Call to action for society
Lewis’s memoir features another character that might go unnoticed: society. In telling her story, she also beautifully weaves in a call for more. So, what can we do as a society for these young people who deserve more from us?
- Educate: The first step to addressing any problem will always be educating yourself and others. Most community members don’t even understand the struggles of pregnant students and the obstacles that lead up to “this symptom,” as Lewis names it. Looking into what systemic racism is and its effects on society as a whole and researching adverse childhood experiences would be a great start. It’s important to share what you’ve learned with others and get the conversation going.
- Support: Let’s dispel the myth that supporting teen mothers and pregnancies will lead to more pregnant teens. It’s false. Every person deserves support regardless of when they enter parenthood and how. This type of thinking has done an extreme disservice and allowed a population of students to go unheard and suffer unnecessarily.
- Share resources: It’s easy to think with the existence of the internet has made resources easy to find and utilize, but that couldn’t be further from the truth. Help share local resources and make sure that those in need have access to them. Sometimes, those who know about the resources may not have the means to utilize them for some reason, say, transportation barriers. We can help by making sure these resources are readily available in the communities that need them.

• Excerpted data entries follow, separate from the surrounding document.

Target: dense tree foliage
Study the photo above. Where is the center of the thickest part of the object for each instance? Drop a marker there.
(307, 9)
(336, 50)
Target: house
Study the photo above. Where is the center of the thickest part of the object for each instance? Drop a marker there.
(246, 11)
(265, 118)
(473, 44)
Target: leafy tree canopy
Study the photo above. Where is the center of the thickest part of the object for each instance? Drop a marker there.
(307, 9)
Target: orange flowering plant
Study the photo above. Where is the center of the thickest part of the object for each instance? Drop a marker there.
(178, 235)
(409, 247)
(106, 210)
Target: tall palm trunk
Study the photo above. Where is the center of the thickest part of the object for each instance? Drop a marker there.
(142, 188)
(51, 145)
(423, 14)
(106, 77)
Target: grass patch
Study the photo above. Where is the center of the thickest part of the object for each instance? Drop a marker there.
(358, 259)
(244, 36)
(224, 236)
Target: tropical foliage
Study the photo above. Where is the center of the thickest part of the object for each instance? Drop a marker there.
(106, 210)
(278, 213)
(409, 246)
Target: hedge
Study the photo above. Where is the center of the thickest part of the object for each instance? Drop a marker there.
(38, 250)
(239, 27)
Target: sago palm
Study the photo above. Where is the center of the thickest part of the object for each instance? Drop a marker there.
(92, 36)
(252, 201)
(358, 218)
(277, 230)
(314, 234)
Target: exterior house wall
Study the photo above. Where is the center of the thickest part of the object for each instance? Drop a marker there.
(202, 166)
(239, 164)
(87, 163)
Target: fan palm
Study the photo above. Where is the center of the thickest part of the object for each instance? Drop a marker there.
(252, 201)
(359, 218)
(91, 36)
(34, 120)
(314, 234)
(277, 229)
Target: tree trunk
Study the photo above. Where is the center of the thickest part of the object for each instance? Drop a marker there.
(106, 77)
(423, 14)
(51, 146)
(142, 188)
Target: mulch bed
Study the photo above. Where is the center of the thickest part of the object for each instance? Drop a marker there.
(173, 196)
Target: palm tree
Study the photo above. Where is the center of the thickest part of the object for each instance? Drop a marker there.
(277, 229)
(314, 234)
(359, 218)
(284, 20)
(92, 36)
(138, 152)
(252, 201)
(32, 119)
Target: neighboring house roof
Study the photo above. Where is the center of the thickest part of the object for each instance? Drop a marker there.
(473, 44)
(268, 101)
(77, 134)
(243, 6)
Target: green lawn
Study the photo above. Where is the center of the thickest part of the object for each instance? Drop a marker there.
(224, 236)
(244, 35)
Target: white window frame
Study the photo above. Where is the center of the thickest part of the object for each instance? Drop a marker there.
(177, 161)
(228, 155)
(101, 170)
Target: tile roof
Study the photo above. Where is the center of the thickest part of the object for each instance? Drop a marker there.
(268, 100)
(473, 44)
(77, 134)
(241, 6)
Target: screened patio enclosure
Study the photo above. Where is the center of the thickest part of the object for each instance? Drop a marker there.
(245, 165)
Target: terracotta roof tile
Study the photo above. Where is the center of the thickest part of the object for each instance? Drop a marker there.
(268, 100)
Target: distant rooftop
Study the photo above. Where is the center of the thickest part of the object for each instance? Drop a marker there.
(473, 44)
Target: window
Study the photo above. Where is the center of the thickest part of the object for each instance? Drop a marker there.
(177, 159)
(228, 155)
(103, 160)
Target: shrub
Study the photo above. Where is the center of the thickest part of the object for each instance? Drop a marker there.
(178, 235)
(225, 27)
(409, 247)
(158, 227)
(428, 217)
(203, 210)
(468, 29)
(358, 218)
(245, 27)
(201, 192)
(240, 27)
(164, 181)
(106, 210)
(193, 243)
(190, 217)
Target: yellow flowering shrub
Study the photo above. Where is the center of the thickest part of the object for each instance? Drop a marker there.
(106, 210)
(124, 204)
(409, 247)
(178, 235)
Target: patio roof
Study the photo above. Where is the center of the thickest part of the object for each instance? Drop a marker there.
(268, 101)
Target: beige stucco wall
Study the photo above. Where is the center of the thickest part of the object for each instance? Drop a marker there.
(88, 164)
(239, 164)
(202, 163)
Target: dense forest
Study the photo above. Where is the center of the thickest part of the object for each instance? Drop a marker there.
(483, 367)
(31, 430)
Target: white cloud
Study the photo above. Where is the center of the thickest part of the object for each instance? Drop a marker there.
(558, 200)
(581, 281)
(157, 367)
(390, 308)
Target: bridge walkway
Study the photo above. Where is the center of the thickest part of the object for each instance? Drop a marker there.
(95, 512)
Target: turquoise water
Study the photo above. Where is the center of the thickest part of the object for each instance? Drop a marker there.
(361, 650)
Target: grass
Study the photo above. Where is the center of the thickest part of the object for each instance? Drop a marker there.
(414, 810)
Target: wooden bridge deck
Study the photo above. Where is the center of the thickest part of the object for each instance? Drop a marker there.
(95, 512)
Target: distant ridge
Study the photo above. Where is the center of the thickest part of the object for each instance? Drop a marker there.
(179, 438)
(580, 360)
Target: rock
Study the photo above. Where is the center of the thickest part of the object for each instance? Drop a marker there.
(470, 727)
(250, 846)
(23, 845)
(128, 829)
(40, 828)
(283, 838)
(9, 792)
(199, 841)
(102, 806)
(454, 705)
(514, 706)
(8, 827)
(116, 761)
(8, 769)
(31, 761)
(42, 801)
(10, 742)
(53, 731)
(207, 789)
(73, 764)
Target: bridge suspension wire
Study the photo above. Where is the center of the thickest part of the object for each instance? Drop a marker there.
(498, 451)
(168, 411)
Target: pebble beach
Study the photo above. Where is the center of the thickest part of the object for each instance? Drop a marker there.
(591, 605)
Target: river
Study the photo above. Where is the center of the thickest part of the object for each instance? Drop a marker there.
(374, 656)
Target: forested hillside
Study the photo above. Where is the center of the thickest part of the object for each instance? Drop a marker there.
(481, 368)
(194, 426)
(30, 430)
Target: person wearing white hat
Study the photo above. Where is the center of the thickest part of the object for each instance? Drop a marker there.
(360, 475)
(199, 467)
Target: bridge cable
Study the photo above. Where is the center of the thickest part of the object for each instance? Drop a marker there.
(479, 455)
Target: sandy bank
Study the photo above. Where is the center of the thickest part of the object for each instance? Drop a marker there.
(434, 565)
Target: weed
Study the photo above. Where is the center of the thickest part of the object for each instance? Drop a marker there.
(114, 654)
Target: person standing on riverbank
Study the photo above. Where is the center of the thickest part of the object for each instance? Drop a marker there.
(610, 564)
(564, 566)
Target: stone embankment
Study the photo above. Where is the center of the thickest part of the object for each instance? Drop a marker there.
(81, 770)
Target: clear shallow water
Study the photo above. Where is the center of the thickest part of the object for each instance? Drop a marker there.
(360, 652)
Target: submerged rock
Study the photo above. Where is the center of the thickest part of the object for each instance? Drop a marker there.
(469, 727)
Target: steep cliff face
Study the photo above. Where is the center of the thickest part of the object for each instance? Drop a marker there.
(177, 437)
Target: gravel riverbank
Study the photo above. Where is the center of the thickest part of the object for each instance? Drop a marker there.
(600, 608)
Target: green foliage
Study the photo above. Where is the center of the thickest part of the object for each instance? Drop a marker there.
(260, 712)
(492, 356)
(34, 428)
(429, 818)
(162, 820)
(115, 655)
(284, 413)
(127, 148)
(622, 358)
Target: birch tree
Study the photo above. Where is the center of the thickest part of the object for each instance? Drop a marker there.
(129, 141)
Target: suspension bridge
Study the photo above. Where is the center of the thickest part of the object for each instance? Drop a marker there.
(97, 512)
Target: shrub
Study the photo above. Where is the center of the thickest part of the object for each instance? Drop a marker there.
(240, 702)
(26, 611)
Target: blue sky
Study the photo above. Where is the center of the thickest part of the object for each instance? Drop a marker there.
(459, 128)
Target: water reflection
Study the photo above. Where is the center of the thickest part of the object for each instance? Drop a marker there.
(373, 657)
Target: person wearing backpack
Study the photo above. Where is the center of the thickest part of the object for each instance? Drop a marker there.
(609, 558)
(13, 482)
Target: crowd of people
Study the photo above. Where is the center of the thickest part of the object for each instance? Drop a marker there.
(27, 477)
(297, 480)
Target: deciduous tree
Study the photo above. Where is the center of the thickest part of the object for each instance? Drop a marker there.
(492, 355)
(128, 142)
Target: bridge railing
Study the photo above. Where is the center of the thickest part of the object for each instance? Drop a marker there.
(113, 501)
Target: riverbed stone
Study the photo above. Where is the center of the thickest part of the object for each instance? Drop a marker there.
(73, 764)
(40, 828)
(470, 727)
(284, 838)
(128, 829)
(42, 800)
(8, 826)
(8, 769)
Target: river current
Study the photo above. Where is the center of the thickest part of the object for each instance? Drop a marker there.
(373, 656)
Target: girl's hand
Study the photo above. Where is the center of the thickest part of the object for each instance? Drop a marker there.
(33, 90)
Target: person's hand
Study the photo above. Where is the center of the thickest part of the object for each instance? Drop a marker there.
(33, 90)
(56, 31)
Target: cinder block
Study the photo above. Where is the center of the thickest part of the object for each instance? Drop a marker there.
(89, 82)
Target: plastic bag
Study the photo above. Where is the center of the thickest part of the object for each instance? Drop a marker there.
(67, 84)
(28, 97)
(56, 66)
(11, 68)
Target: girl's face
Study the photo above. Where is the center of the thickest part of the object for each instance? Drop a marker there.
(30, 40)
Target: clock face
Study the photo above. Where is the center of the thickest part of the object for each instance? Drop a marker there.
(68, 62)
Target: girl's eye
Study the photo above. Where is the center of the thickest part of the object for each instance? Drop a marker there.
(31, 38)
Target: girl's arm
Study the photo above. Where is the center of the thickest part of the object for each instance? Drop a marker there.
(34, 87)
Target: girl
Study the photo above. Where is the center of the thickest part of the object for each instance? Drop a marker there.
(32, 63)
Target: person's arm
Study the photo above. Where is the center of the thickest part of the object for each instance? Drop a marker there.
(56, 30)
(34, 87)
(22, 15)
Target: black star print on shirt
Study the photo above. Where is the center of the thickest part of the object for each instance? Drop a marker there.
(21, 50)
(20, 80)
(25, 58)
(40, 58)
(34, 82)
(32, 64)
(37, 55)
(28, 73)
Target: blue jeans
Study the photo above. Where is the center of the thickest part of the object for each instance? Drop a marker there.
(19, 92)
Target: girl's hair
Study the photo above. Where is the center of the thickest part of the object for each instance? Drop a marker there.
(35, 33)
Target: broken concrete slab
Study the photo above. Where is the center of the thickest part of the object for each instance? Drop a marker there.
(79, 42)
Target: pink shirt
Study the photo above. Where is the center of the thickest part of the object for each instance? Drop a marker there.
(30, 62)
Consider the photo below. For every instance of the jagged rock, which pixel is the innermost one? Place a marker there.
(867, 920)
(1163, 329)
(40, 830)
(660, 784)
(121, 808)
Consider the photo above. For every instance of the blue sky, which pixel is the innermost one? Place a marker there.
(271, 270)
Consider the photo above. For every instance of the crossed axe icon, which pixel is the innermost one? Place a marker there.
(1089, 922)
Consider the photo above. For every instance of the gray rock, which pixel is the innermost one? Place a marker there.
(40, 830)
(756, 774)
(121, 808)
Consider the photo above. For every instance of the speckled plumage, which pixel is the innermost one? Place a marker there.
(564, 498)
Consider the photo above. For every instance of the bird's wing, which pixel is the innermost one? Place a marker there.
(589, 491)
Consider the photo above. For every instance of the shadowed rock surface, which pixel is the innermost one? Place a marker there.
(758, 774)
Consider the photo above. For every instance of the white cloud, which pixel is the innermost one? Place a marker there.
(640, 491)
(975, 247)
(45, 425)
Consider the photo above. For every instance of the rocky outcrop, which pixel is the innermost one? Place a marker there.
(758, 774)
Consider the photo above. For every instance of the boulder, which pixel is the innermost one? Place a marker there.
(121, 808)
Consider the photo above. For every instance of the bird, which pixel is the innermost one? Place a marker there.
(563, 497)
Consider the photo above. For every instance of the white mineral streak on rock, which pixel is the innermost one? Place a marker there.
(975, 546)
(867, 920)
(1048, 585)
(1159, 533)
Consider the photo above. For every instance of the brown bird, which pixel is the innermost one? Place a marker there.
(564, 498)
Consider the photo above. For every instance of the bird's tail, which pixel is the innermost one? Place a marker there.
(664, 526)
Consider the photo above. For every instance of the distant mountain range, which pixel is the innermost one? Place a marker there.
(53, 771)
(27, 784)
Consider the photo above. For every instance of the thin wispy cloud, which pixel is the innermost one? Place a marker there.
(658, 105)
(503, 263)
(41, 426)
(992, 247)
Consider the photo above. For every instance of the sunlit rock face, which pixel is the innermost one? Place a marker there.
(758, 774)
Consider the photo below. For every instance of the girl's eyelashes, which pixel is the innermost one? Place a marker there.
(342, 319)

Teen pregnancy is a topic fraught with stigmas and stereotypes. Exploring what it means to be pregnant and looking at your options through a black lens, Lewis breaks it all down in her book Pregnant Girl, which comes highly recommended.
If you have time to read and teenage children or w2ork with teens, it’s a great read that sheds light on important issues. It resonated deeply with me as I looked back on my own experience. As a society, we have a job to do in removing the stigmas of teen pregnancy and early parenting so we can provide better support in all areas.
What advice would you give a pregnant teen? Share your thoughts in the comments below.
- Circumstances leading to teen pregnancies prior to the completion of school vary.
- There's a negative outlook often unfairly presented to teen mothers.
- With the right support, young parents faced with similar choices and obstacles can also pursue their goals.